The book itself is loaded to a hard drive. Do to its size it can be split into smaller chunks.

In [5]:
loader = UnstructuredPDFLoader('/content/input/book.pdf')

In [None]:
book = loader.load()

In [None]:
len(book)

1

In [None]:
book[0].page_content[:500]

"be Bee oer) il \n\nRevised and Updated  \n\nInternationally renowned psychiatrist.Viktor E. Frankl,endured years of unspeakablehorror in Nazi death camps. During,and partly because of his suffering, Dr. Frankldeveloped a revolutionary approach topsychotherapy known as logotherapy. At thecore of his theory is the belief thatman's primary motivational force is hissearch for meaning.MAN'S SEARCH FOR MEANING is morethan the story of Viktor E. Frankl's triumph:it is a remarkable blend of science andhuman"

### Book split

In [None]:
text_splitter = RecursiveCharacterTextSplitter(chunk_size = 1000, chunk_overlap = 0)
texts = text_splitter.split_documents(book)

In [None]:
len(texts)

391

In [None]:
texts[12]

Document(page_content='("Logotherapy in a Nutshell") boils down, as it were, to the lesson one may distill from the first part, the autobiographical account ("Experiences in a Concen- tration Camp"), whereas Part One serves as the exis- tential validation of my theories. Thus, both parts mutually support their credibility. I had none of this in mind when I wrote the book in 1945. And I did so within nine successive days and with the firm determination that the book would be published anonymously. In fact, the first printing of the original German version does not show my name on the cover, though at the last moment, just before the book\'s initial publication, I did finally give in to my friends who had urged me to let it be published with my name at least on the title page. At first, however, it had been written with the absolute conviction that, as an anonymous opus, it could never earn its author literary fame. I had wanted simply to convey to the reader by way of a concrete example

### Embeddings creation

OpenAI embeddings will be created for the book content and later upsert to Pinecone database

In [None]:
embeddings = OpenAIEmbeddings(openai_api_key=OPENAI_API_KEY)

### Pinecone initialization and embeddings dump

In [None]:
pinecone.init(
    api_key = PINECONE_API_KEY,
    environment=PINECONE_API_ENV
)

index_name = 'langchain'

In [None]:
docsearch = Pinecone.from_texts([t.page_content for t in texts], embeddings, index_name = index_name)

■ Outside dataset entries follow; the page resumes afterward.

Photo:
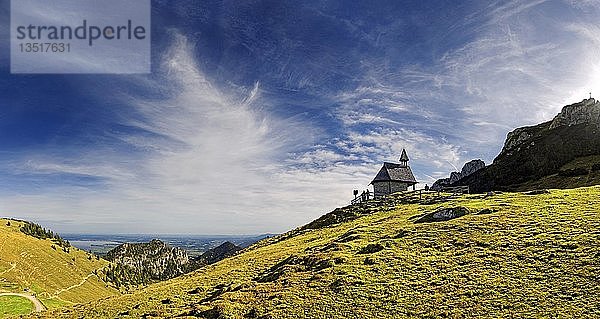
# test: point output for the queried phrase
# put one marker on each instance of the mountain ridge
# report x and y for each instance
(546, 155)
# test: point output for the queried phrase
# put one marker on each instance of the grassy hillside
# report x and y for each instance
(513, 256)
(55, 275)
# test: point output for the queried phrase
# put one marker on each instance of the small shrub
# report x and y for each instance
(573, 172)
(371, 249)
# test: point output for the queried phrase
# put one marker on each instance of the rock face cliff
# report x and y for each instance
(468, 169)
(142, 263)
(541, 155)
(151, 261)
(211, 256)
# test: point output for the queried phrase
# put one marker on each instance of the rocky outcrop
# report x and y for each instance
(534, 156)
(225, 250)
(154, 260)
(586, 111)
(468, 169)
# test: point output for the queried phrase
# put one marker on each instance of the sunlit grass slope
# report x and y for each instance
(57, 277)
(513, 256)
(14, 305)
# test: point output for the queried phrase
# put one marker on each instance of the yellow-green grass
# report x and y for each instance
(41, 267)
(530, 256)
(564, 182)
(14, 306)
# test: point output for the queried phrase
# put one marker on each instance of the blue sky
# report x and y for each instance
(260, 116)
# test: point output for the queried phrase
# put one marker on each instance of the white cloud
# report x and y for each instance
(214, 163)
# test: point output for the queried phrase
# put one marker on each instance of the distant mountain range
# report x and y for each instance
(561, 153)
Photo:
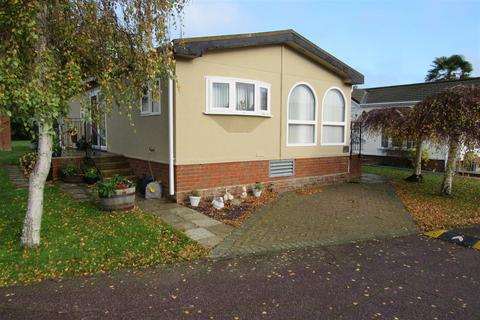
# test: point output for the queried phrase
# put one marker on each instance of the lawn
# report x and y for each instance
(430, 209)
(79, 239)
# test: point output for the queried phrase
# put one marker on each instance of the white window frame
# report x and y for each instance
(334, 123)
(306, 122)
(232, 97)
(150, 111)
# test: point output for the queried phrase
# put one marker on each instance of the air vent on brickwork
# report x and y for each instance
(281, 168)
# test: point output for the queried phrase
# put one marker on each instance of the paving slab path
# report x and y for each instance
(197, 226)
(338, 214)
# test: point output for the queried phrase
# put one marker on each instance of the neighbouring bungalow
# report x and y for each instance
(381, 149)
(264, 107)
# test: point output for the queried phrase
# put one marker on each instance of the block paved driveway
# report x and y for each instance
(338, 214)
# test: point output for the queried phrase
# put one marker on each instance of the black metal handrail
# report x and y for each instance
(356, 138)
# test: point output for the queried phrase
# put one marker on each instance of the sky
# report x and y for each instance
(390, 42)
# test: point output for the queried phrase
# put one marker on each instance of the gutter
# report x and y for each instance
(389, 102)
(171, 170)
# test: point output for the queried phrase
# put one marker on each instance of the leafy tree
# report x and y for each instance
(52, 50)
(449, 68)
(395, 122)
(451, 117)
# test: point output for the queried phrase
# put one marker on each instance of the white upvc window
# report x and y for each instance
(234, 96)
(150, 101)
(334, 118)
(302, 116)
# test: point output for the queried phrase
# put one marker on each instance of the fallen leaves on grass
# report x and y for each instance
(428, 207)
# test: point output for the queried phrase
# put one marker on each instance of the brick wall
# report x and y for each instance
(5, 134)
(212, 179)
(355, 166)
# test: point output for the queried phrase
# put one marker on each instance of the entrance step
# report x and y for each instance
(110, 165)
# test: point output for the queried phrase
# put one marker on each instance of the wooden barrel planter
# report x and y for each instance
(121, 200)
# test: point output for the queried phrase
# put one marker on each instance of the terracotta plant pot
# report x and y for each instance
(122, 200)
(73, 179)
(194, 201)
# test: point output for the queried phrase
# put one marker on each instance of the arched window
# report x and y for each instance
(302, 116)
(333, 120)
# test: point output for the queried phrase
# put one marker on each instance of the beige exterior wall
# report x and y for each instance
(148, 132)
(75, 109)
(202, 138)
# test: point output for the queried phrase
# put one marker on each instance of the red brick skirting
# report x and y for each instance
(212, 179)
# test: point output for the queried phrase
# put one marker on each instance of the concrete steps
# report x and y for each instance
(111, 165)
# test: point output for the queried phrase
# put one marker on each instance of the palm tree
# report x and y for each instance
(449, 68)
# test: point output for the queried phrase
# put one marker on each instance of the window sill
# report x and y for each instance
(150, 114)
(340, 144)
(302, 145)
(394, 149)
(249, 114)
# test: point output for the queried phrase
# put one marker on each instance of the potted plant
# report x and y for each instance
(72, 131)
(91, 175)
(194, 198)
(82, 143)
(116, 193)
(70, 172)
(257, 189)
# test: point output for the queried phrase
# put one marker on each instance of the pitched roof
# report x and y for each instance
(407, 92)
(195, 47)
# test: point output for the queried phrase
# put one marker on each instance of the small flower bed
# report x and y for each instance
(236, 211)
(107, 187)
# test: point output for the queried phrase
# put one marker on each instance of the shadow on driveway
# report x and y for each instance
(338, 214)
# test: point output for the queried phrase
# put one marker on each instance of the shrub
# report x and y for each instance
(27, 162)
(82, 143)
(106, 188)
(69, 169)
(91, 173)
(470, 160)
(425, 157)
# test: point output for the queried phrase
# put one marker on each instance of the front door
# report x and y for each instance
(98, 127)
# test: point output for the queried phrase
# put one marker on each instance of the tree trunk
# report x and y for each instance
(417, 174)
(418, 158)
(450, 169)
(33, 217)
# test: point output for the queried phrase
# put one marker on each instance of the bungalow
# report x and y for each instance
(377, 148)
(265, 107)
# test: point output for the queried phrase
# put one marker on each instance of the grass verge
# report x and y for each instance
(429, 208)
(78, 238)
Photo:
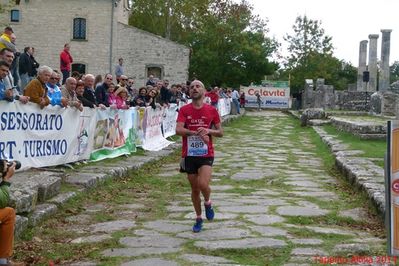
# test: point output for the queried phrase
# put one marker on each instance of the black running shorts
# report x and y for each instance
(191, 164)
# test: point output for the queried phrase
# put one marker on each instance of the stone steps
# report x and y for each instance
(363, 173)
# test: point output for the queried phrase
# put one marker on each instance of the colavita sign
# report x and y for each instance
(272, 94)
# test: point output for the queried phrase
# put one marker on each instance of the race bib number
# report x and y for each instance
(196, 146)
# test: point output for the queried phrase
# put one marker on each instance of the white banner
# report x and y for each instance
(44, 137)
(273, 94)
(224, 106)
(153, 139)
(169, 121)
(114, 134)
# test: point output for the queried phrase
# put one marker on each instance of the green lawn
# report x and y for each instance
(371, 148)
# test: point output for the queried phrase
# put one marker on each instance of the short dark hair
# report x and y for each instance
(4, 63)
(3, 51)
(8, 28)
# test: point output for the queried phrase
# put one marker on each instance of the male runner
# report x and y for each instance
(197, 122)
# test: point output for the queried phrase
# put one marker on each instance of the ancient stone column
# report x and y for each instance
(372, 68)
(361, 86)
(383, 84)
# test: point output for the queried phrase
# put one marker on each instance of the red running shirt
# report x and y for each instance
(193, 118)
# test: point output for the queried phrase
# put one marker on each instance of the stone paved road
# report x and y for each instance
(275, 205)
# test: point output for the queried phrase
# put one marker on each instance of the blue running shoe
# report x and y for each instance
(198, 225)
(209, 213)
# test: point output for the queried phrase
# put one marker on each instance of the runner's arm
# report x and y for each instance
(217, 131)
(182, 131)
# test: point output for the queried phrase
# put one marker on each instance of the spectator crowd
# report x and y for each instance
(23, 79)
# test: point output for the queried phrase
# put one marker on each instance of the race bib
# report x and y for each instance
(196, 146)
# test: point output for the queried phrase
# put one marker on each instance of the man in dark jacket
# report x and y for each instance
(25, 67)
(102, 90)
(7, 214)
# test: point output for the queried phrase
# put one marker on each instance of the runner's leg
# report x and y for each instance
(204, 177)
(195, 193)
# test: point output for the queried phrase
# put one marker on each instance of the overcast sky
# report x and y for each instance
(347, 21)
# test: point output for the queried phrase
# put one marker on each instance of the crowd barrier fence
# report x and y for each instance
(54, 135)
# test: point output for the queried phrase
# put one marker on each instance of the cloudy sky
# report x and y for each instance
(347, 21)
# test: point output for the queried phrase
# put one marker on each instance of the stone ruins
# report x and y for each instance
(369, 94)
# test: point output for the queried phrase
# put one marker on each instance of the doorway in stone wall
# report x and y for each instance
(81, 68)
(156, 71)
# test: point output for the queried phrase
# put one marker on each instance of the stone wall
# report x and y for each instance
(48, 24)
(146, 49)
(324, 96)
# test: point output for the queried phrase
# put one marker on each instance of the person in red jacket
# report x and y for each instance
(65, 62)
(198, 123)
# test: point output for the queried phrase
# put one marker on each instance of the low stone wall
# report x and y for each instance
(360, 171)
(36, 193)
(363, 129)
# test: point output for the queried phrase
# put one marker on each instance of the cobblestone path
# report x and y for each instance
(275, 205)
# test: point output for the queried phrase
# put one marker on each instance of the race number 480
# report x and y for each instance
(196, 146)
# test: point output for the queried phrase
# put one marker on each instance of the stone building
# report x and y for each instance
(99, 34)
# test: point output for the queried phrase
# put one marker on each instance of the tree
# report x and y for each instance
(394, 72)
(308, 38)
(228, 43)
(311, 57)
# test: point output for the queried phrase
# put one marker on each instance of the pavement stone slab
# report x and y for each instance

### Chain building and ask function creation

In [None]:
llm = OpenAI(temperature = 0, openai_api_key=OPENAI_API_KEY)
chain = load_qa_chain(llm, chain_type = 'stuff')

In [None]:
def ask(query: str, chain: function = chain) -> str:
  docs = docsearch.similarity_search(query, include_metadata = True)
  return chain.run(input_documents = docs, queation = query)

### Asking questions

In [None]:
ask('What was the life of prisoners of concentration camps like?')

---

In [None]:
llm = OpenAI(temperature=0.9)

In [None]:
llm('What is the meaning of life according to Viktor Frankl?')

"\n\nViktor Frankl believed that the meaning of life is found in every individual's unique search for meaning, which is largely determined by the person's attitude and individual interpretations of a set of circumstances. He argued that humans have a natural instinct to search for meaning and purpose, and that this was the primary motivation in life. He believed that in order to find meaning, we must invest our time and energy in something greater than ourselves, such as a meaningful job, a relationship with God, or a meaningful cause. He also believed that meaning can be found even in difficult circumstances and that each person has the potential to use the worst circumstances to fashion the best possible outcome."